To monitor the dynamics of droplets, we employ the DBSCAN clustering analysis⁵⁴ on selected snapshots obtained at different stages during the simulations. In the initial structures, proteins are distributed into more than 50 droplets of varying sizes, ranging from 5 to 452 chains in a droplet. While the two systems exhibit similar droplet size distributions in the initial structures, more drastic changes happen in the high-density system as the simulation progresses. In the high-density system, the number of droplets (${n}_{d}$) quickly decreases from ${n}_{d}=53$ to ${n}_{d}=7$ within the first $5\times {10}^{7}$ steps, while the largest droplet size increases from ${s}_{d}=452$ at $t=0$ to ${s}_{d}=6422$ at $t=5\times {10}^{7}$ steps (Fig. 4c), indicating the occurrence of droplet fusions. Indeed, a snapshot at $1.00\times {10}^{8}$ step of the high-density system reveals the formations of a few large droplets of TDP-43-LCD, with the largest droplet exhibiting a non-spherical shape (Fig. 4a). These droplets further assembled into two after ~$3\times {10}^{8}$ steps. Eventually, after $8.5\times {10}^{8}$ steps, only one droplet remains, comprising ~14,000 chains and a diameter of approximately 0.1 μm (Fig. 4a, c). In contrast, the number of droplets in the low-density system decreases at a slower pace, reducing from ${n}_{d}=53$ to ${n}_{d}=16$ during the first $4\times {10}^{8}$ steps and eventually reaching 6 after $1.2\times {10}^{9}$ steps (Fig. 4c). Simultaneously, the largest droplet size slowly increases from ${s}_{d}=452$ ($t=0$) to ${s}_{d}=1261$ at $t=4\times {10}^{8}$ steps and finally to ${s}_{d}={{{{\mathrm{2,205}}}}}$ at $t=1.2\times {10}^{9}$ steps. The complete procedure of the high-density system is available for viewing in Supplementary Movie 2.

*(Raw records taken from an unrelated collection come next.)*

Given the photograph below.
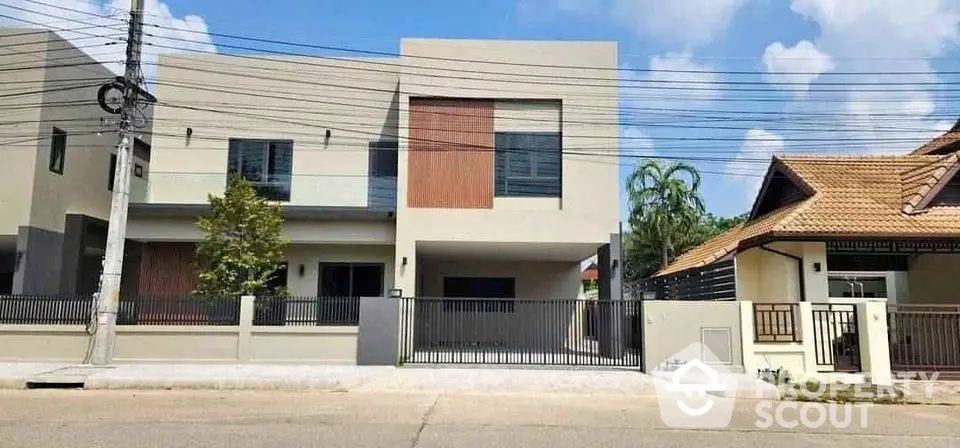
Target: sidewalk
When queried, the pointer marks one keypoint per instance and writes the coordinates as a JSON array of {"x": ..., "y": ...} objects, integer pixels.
[{"x": 480, "y": 380}]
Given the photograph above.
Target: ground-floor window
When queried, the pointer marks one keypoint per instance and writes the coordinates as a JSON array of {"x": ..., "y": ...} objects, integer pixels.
[
  {"x": 351, "y": 280},
  {"x": 480, "y": 288}
]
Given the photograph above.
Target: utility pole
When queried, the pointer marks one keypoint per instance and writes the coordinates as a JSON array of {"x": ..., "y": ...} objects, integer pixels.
[{"x": 108, "y": 297}]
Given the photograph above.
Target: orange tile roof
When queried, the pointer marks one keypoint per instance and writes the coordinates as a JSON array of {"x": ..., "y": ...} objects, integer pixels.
[
  {"x": 918, "y": 183},
  {"x": 940, "y": 143},
  {"x": 853, "y": 196}
]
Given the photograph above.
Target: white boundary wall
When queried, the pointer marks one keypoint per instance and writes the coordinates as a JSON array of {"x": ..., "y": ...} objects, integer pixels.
[{"x": 187, "y": 343}]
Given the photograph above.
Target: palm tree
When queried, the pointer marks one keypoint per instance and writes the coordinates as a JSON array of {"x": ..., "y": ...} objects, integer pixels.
[{"x": 665, "y": 204}]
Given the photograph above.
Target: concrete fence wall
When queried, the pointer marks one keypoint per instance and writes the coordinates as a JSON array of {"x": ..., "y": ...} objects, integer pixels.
[
  {"x": 671, "y": 326},
  {"x": 245, "y": 343}
]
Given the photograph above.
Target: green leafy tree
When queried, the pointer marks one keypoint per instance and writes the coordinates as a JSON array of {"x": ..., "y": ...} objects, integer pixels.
[
  {"x": 243, "y": 246},
  {"x": 665, "y": 207}
]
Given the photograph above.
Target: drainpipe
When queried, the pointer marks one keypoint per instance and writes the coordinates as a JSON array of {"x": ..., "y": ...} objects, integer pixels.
[{"x": 799, "y": 260}]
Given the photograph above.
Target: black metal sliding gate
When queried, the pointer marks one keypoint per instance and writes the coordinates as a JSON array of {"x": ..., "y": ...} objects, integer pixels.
[{"x": 556, "y": 332}]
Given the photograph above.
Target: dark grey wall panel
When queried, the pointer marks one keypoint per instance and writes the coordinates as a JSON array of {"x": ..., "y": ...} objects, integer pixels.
[
  {"x": 39, "y": 257},
  {"x": 379, "y": 331}
]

Interestingly, we observed that the decrease in droplet number is not always due to the fusion of smaller droplets into larger ones, as shown in Fig. 3. We discovered that some droplets reduce in size and eventually dissolve into the dilute phase. For instance, in the high-density system, after $4.25\times {10}^{8}$ steps, the size (${s}_{d}$) of the smaller droplet (depicted as blue in Fig. 4a, middle) decreased from 1297 to 0 (as shown in Fig. 4c, bottom). Meanwhile, larger droplets can grow as the concentration in the dilute phase increases, with more chains entering the dense phase. For example, the size of the larger droplet in the high-density system increased from 12,850 at $t=4.25\times {10}^{8}$ to 14,088 at $t=1.225\times {10}^{9}$. The differing destinies of large and small droplets can be attributed to the pressure difference sustained across the interface between the two phases ($\varDelta p$), which is described by the Young-Laplace equation, $\varDelta p=-2\gamma /{R}_{f}$, where $\gamma$ is the surface tension, and ${R}_{f}$ is the mean curvature. For small, highly curved droplets, extra energy is required to overcome this large pressure, causing the diffusion of proteins into the dilute phase, and consequently driving Ostwald ripening^59,60.

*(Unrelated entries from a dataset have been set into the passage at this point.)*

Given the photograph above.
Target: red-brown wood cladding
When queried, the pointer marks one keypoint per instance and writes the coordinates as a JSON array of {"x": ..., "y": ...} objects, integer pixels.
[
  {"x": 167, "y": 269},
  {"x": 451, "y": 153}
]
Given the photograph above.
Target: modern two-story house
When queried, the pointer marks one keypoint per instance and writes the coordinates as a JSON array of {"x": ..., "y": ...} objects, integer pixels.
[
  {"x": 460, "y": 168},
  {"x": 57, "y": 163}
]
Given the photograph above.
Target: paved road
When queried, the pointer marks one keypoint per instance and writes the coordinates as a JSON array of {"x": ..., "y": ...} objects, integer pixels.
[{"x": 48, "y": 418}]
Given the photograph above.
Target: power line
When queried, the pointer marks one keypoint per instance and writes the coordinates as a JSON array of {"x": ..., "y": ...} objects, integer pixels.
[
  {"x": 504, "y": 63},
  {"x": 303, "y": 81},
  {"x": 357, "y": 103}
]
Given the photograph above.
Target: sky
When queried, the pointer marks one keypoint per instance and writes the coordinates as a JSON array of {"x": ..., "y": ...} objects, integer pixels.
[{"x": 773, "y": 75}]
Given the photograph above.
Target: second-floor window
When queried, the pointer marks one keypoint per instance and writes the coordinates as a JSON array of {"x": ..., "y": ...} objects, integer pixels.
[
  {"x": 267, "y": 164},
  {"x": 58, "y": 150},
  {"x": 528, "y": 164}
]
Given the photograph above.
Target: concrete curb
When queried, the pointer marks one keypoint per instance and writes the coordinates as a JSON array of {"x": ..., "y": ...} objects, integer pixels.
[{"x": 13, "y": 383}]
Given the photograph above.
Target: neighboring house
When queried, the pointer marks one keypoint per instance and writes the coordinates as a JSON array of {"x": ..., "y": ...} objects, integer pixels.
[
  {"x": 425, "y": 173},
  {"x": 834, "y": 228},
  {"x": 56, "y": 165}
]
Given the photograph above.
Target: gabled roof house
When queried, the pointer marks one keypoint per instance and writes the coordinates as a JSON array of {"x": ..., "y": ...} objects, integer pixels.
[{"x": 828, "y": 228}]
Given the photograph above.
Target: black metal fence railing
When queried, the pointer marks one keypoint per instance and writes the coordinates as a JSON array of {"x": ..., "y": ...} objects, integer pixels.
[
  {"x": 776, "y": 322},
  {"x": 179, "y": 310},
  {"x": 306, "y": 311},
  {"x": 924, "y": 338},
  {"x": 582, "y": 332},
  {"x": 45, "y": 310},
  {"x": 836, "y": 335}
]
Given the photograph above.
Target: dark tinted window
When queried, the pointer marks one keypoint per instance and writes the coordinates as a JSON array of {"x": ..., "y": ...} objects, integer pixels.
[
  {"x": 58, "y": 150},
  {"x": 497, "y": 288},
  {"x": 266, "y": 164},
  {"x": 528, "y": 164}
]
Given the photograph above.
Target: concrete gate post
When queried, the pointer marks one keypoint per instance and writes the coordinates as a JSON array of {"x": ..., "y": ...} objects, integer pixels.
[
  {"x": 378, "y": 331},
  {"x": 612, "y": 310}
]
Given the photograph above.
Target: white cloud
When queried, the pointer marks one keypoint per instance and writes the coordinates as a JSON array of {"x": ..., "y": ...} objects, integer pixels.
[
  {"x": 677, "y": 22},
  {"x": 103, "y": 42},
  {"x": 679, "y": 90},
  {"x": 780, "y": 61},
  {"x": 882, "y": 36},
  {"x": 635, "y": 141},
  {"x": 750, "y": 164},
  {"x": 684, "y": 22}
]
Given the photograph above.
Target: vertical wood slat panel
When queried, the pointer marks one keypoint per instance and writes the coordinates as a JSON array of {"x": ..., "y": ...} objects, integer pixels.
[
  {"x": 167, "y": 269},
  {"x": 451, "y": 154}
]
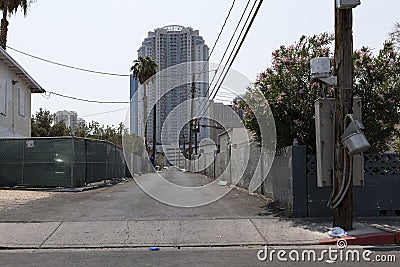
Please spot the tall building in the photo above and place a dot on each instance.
(170, 46)
(70, 118)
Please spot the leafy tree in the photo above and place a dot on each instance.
(291, 92)
(10, 7)
(377, 82)
(142, 69)
(43, 126)
(41, 123)
(134, 144)
(395, 34)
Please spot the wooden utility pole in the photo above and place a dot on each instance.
(343, 214)
(154, 133)
(191, 118)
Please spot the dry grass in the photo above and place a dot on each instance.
(10, 199)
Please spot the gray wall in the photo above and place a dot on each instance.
(292, 181)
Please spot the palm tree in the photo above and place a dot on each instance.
(10, 7)
(143, 68)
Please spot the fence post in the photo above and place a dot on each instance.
(105, 180)
(23, 160)
(72, 161)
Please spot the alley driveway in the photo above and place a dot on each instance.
(123, 216)
(125, 202)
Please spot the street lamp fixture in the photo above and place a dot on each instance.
(353, 138)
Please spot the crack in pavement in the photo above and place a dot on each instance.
(52, 233)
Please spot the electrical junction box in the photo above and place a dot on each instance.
(324, 127)
(346, 4)
(320, 67)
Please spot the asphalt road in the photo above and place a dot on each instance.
(171, 257)
(125, 205)
(127, 202)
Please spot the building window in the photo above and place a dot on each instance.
(3, 98)
(21, 102)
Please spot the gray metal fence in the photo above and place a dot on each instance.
(59, 162)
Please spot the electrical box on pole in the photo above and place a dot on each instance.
(346, 4)
(324, 123)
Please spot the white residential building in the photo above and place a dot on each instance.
(16, 87)
(70, 118)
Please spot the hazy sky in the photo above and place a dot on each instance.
(105, 35)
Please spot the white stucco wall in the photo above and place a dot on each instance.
(12, 123)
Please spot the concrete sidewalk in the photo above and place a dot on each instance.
(184, 233)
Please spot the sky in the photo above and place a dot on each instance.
(105, 35)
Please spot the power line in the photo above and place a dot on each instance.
(67, 66)
(233, 53)
(219, 35)
(101, 113)
(241, 42)
(86, 100)
(89, 70)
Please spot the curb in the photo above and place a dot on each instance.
(366, 239)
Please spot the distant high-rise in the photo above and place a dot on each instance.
(169, 46)
(70, 118)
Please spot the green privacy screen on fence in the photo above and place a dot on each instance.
(58, 162)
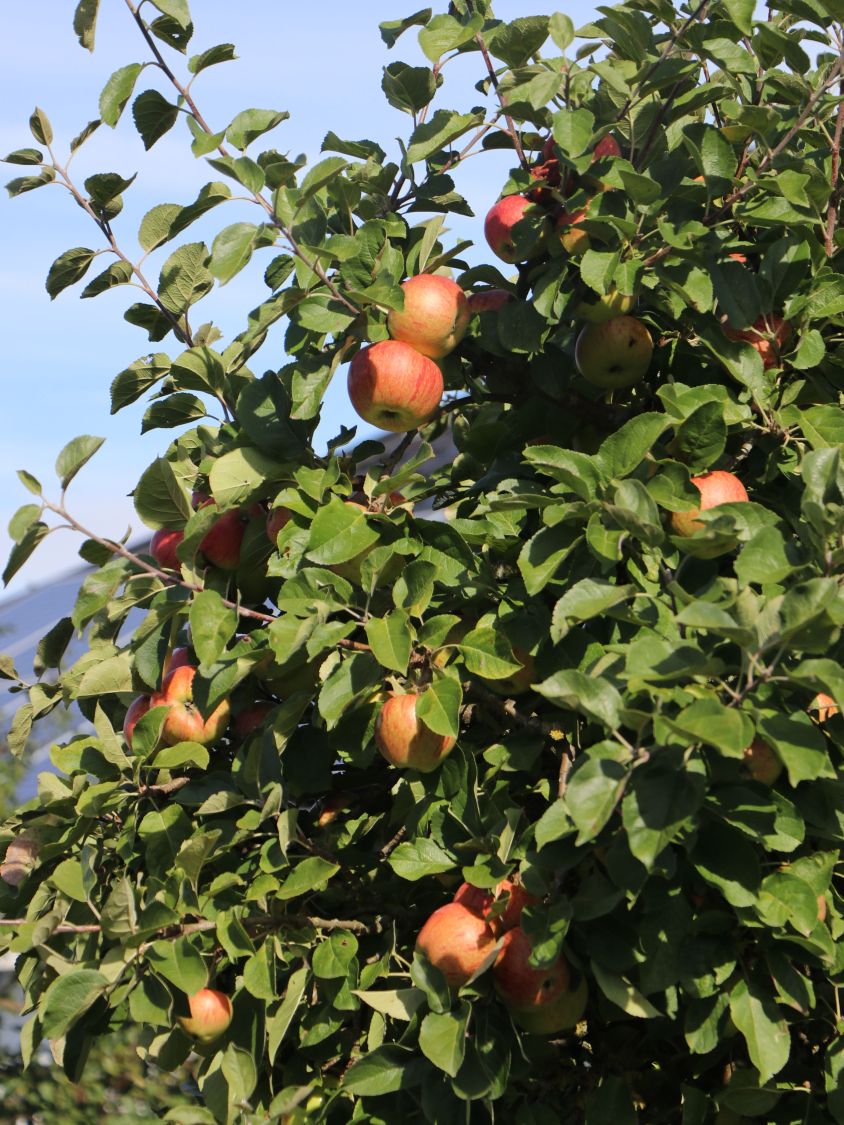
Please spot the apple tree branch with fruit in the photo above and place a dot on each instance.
(510, 788)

These simulation results highlight the effectiveness of CGDYN in capturing the fundamental events involved in droplet dynamics with residue-level particle resolutions. We expect that further extensive simulations and in-depth analysis can uncover additional details and refine our understanding of the IDP phase behaviors.

Discussion

Slab simulations have been commonly employed to investigate the equilibrated phase behavior of biomolecular condensates^{13,14,37,49,50}. It is crucial to note that these simulations have limitations in accurately capturing the 3D nature of the fusion processes due to the limited number of chains and the small size of the system. In contrast, the large-scale droplet simulations with the residue-level description of proteins can overcome these potential problems in smaller-scale simulations. As demonstrated in the current study, CGDYN is a powerful tool for simulating realistic-sized biomolecular condensates. The versatility of CGDYN could facilitate the reproduction of many experimental results, such as fluorescence recovery after photobleaching⁴⁹ and optical tweezers⁶¹, and sheds more light on the molecular mechanisms underlying the biomolecular condensates.

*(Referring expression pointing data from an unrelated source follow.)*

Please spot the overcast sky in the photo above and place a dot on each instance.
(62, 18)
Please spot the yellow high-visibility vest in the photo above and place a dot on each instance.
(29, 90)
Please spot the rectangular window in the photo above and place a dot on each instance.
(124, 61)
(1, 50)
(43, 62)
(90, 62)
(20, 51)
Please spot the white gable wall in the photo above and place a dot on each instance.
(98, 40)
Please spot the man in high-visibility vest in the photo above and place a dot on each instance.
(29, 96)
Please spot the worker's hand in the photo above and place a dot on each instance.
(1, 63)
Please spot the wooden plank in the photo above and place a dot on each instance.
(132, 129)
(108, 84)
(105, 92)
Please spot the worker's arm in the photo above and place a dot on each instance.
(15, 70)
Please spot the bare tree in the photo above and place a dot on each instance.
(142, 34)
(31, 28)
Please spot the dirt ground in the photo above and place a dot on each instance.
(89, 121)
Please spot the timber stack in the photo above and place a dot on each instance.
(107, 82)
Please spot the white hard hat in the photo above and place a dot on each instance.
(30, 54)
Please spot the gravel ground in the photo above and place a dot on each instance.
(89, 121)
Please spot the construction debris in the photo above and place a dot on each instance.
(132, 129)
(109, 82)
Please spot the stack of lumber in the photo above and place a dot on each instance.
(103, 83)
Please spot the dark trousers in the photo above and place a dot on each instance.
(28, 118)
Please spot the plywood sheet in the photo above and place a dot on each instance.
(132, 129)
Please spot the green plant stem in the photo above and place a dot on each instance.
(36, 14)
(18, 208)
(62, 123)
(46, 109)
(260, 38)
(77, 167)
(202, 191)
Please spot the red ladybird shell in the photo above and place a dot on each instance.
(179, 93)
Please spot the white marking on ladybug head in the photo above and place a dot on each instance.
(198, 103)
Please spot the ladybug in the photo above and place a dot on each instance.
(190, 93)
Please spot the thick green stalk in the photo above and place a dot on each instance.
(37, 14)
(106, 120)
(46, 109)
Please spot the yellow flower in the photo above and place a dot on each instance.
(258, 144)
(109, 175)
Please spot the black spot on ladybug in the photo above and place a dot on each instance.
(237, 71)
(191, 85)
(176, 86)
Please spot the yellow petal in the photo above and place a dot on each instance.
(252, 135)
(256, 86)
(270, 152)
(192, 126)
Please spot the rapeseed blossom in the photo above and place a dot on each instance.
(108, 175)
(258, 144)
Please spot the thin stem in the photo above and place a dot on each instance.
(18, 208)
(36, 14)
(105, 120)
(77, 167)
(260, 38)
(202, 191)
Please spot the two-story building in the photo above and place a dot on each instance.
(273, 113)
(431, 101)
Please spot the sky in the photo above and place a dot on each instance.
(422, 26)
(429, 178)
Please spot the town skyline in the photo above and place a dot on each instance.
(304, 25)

We have developed CGDYN to enhance and broaden the applicability of CG MD simulations. ATDYN, an engine utilized in our prior residue-level CG simulations, suffers from speed limitations, preventing us from achieving long time-scale observations. When we introduce a non-bonded potential function, it merely incorporates an additional neighbor list search module. Consequently, it lacks optimization for handling multiple non-bonded interactions with distinct potential terms. CGDYN is specifically designed to address these shortcomings present in ATDYN. CGDYN endeavors to integrate various non-bonded potential functions into a single neighbor list search module, except for interactions involving protein-DNA interactions (where Newton’s action-reaction principle cannot be applied) and electrostatic interactions (which are handled separately by considering only charged particles). Consequently, CGDYN necessitates defining cutoff values in ascending order and generating neighbor lists within a unified module according to atom types (such as ordered/disordered protein regions, DNA phosphate/sugar/base, etc). We believe that the distinctive aspect of CGDYN, setting it apart from existing software, lies in its utilization of this hierarchical arrangement of cutoff values in managing multiple non-bonded interactions.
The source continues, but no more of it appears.